The third option, of course, is to create dictionary from sortOrder, and use that.

var dict = sortOrder.Select((x, i) => new { x, i }).ToDictionary(x => x.x, x => x.i);
var sortedCollection = new Collection<T>(collection.OrderBy(x => dict[x.Name]).ToList());

EDIT2:

As Enigmativity has pointed out, using lookups instead of dictionaries allows you to handle the cases where dictionary keys are missing very neatly.

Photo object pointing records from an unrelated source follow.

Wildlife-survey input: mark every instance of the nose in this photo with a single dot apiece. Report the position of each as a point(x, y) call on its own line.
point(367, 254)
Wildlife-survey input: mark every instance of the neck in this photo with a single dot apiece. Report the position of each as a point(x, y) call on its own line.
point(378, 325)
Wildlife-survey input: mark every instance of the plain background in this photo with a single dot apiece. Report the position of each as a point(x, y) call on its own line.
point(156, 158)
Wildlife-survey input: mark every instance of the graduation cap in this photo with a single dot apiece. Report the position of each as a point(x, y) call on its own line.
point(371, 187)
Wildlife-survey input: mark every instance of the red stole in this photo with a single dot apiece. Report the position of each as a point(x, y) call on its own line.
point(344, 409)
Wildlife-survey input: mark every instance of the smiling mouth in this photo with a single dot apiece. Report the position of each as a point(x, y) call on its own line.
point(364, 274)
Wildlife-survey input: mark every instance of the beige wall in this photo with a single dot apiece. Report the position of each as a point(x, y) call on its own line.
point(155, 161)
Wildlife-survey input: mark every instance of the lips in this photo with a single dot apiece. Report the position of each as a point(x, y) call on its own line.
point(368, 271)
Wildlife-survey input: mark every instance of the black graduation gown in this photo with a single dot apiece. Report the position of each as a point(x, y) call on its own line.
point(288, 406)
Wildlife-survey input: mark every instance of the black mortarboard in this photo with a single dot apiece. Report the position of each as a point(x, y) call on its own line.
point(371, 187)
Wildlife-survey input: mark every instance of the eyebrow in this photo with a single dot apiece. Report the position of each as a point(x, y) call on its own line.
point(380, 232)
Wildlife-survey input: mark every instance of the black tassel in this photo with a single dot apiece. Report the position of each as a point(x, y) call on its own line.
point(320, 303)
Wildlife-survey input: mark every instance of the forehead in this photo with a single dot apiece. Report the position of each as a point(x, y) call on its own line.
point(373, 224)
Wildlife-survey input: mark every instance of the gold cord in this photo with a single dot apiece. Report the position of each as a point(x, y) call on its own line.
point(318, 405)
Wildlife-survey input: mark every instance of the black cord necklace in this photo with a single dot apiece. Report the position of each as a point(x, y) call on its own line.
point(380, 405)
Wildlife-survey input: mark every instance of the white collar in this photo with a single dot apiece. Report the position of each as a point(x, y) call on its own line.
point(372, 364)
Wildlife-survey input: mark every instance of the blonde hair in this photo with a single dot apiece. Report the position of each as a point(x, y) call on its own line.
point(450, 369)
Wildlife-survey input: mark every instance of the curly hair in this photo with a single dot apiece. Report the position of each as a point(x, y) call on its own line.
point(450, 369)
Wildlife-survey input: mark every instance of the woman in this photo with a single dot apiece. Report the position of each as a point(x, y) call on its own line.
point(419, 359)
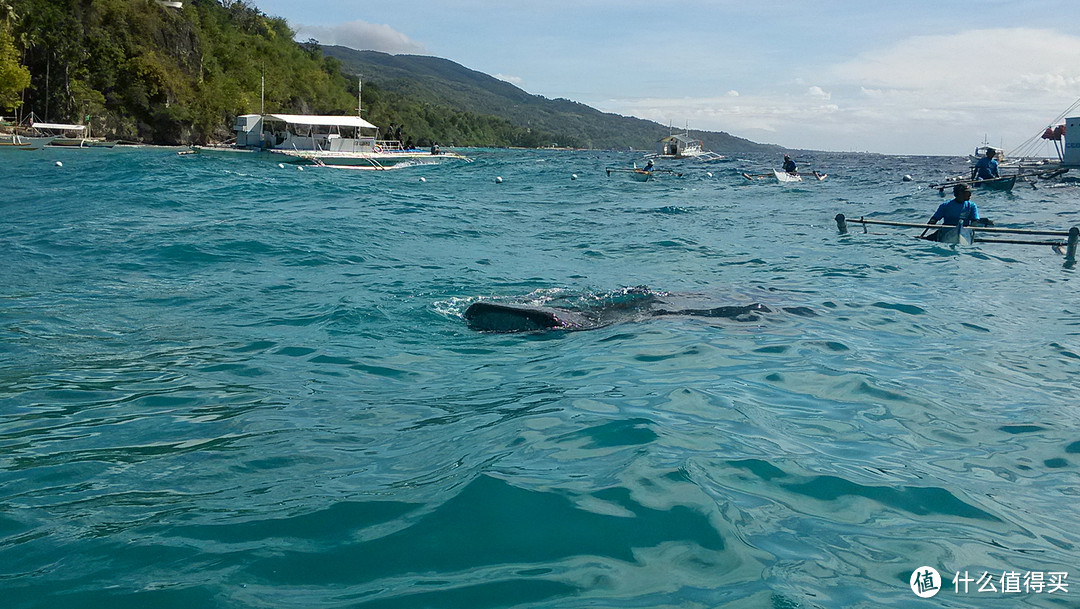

The last example using this technique:

var lookup = sortOrder.Select((x, i) => new {x, i}).ToLookup(x => x.x, x => x.i);
var sortedCollection = new Collection<T>(collection.OrderBy(x => lookup[x.Name].DefaultIfEmpty(Int32.MaxValue).First()).ToList());

I think a comparer like this should do the job:

public interface INamed {
   string Name {get;}
}

public class CustomComparer : Comparer<INamed> {

        Dictionary<string, int> hash;

        public CustomComparer( ) {
           var tokens = "Application5, Application2, Application4, Application3"
                        .Split( ',' )
                        .Select( s => s.Trim( ) )
                        .ToArray( );
           hash = Enumerable.Range(0, tokens.Length)
                            .ToDictionary( i => tokens[i]  );
        }

        public override int Compare( INamed x, INamed y ) {
            return hash[x.Name] - hash[y.Name];
        }

        public static readonly CustomComparer Default = new CustomComparer();
    }

EDIT: I see that Collection has not order by itself, so is needed to build a wrapper

  class SortableCollection<T> : System.Collections.ObjectModel.Collection<T>
  {
    public SortableCollection() : this(new List<T>()) {}
    public SortableCollection(List<T> list) : base(list) {}
    public virtual void Sort() { ((List<T>)Items).Sort(); }
  }

  class CustomSortableCollection<T> : SortableCollection<T> where T: INamed
  {
    public override void Sort() { 
       ((List<INamed>)Items).Sort(CustomComparer.Default); 
    }
  }

This way you can sort the colection when you need it doing:

     your_collection.Sort();

You could do this:

var rank =
    correctItemOrder
        .Split(',')
        .Select((x, n) => new { x = x.Trim(), n, })
        .ToLookup(z => z.x, z => z.x);

var query =
    from i in items
    orderby rank[i.Name]
        .DefaultIfEmpty(int.MaxValue)
        .First()
    select i;

This handles missing values in the correctItemOrder string too.